Pedro Nunes adverte, contudo, que «quando a mulher sente que a sociedade não lhe dá respostas nem vê nela fonte de um sentido para a vida, essa mesma mulher arriscase a concentrar em si as expectativas e crenças afundadas por depressões e outras fragilidades».
Num texto publicado do boletim informativo da Artémis, o sociólogo defende que «a perda gestacional não pode ser vista como menor por se tratar de uma criança que parte prematuramente».
Em seu entender, «o sofrimento mexe com diversos grupos, não se mantém numa cela individual: sofre a pessoa acabando esta por projectar o seu sofrimento naquilo que a rodeia».
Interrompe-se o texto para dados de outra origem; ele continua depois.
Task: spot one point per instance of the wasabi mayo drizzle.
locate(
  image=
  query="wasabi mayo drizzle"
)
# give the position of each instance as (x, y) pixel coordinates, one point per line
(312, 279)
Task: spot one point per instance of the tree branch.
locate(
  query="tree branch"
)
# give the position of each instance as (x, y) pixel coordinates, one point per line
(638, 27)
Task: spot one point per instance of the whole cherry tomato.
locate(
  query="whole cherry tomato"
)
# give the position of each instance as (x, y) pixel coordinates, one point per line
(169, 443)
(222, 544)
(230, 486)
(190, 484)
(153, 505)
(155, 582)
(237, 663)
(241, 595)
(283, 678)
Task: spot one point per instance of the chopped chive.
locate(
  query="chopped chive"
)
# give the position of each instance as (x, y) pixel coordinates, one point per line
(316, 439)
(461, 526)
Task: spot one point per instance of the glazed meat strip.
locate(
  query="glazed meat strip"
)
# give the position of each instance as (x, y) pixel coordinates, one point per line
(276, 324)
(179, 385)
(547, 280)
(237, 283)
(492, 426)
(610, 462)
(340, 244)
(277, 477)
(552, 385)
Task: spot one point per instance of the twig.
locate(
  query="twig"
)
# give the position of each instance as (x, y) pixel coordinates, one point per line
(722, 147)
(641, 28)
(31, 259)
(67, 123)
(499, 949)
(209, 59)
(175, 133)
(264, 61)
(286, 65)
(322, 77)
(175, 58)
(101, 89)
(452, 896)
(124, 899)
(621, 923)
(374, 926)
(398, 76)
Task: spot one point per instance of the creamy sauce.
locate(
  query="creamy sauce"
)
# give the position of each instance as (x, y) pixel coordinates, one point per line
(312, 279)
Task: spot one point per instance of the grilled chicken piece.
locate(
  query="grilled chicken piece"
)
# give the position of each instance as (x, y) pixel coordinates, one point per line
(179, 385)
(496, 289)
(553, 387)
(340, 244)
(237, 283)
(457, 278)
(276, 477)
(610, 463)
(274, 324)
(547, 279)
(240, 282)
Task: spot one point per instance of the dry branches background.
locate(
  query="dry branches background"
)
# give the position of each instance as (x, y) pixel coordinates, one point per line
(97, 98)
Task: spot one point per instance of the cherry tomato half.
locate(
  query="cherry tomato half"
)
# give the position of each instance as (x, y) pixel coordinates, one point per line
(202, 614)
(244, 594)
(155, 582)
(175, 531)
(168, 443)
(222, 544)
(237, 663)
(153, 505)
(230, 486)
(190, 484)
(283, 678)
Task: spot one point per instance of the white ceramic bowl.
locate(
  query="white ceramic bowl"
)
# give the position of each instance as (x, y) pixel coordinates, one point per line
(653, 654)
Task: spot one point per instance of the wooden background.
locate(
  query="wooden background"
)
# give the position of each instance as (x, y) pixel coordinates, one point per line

«Não devemos pensar que perder um filho se esgota num sofrimento privado, há também o sofrimento colectivo aquando a morte de alguém, verificado através dos rituais e outras manifestações colectivas como o luto», frisa.
O especialista vinca que a perda gestacional provoca «períodos de mudanças nas diversas relações sejam estas familiares, entre colegas de trabalho ou outras pessoas próximas que estejam inseridas nos círculos sociais de determinada pessoa».
«Após a perda, o regresso ao trabalho é diferente, mudam os olhares, mudam as palavras, muda muita coisa. Muda a relação com o seu corpo porque perdeu um pouco de si, mudam os sonhos e procuramse novos portos de abrigo. A própria família sofre um abalo porque sente a perda de um dos “seus”», especifica.